Faustina (60) komt uit Ghana. Ze woont bijna 27 jaar in Nederland. Na haar scheiding stuurde een contactpersoon bij de gemeente Ede haar naar de buurthuiskamer. “Ik was huisvrouw, moest in m’n eentje voor de kinderen zorgen en ik sprak nog nauwelijks Nederlands. Als de kinderen naar school waren, verveelde ik me. Hier, in de buurthuiskamer, maakte ik met iedereen een praatje en leerde ik de taal vanzelf. Inmiddels doe ik hier twee dagen per week vrijwilligerswerk: koffiezetten, lunch klaarmaken, koken, opruimen, afwassen, schoonmaken.”

Tekst gaat verder onder de afbeelding

‘Als we hier plezier maken, vergeet ik mijn zorgen’

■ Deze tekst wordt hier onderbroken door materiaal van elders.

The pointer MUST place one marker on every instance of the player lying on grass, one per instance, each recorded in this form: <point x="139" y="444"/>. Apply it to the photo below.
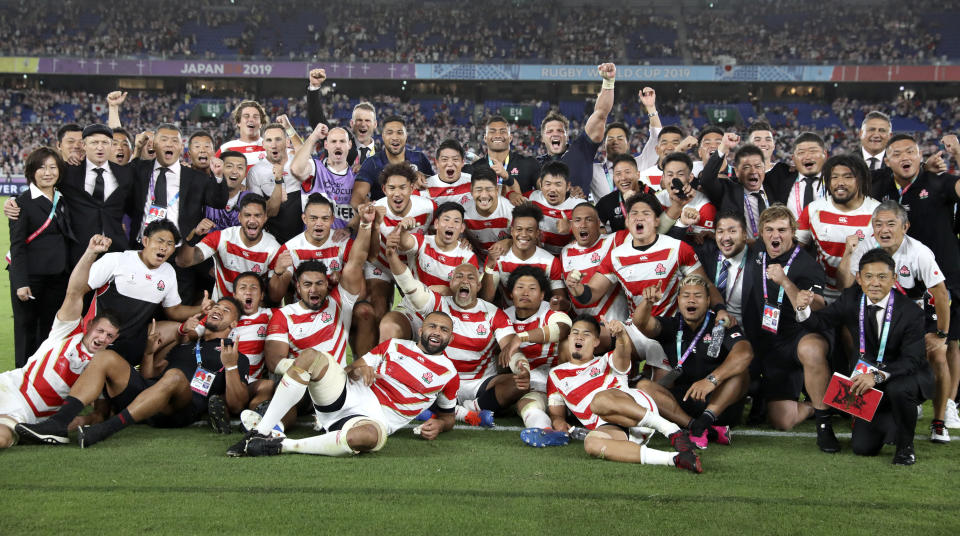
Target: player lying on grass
<point x="194" y="372"/>
<point x="372" y="398"/>
<point x="710" y="378"/>
<point x="31" y="394"/>
<point x="621" y="419"/>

Het Leger des Heils heeft veel voor haar gedaan, zegt Faustina. “Mijn hoofd was vaak vol, ik had veel stress. Als ik langere tijd thuiszat, begon ik in mezelf te praten. In de buurthuiskamer hebben ze me rustig gemaakt, goede adviezen gegeven en we hebben veel samen gebeden; mijn geloof wordt hier opgebouwd. En als we hier plezier maken, vergeet ik mijn zorgen. Daarom wil ik het liefst hier vrijwilligerswerk blijven doen, maar de gemeente wil dat ik ergens anders ga werken, vanwege mijn uitkering. Dat is heel moeilijk voor mij.”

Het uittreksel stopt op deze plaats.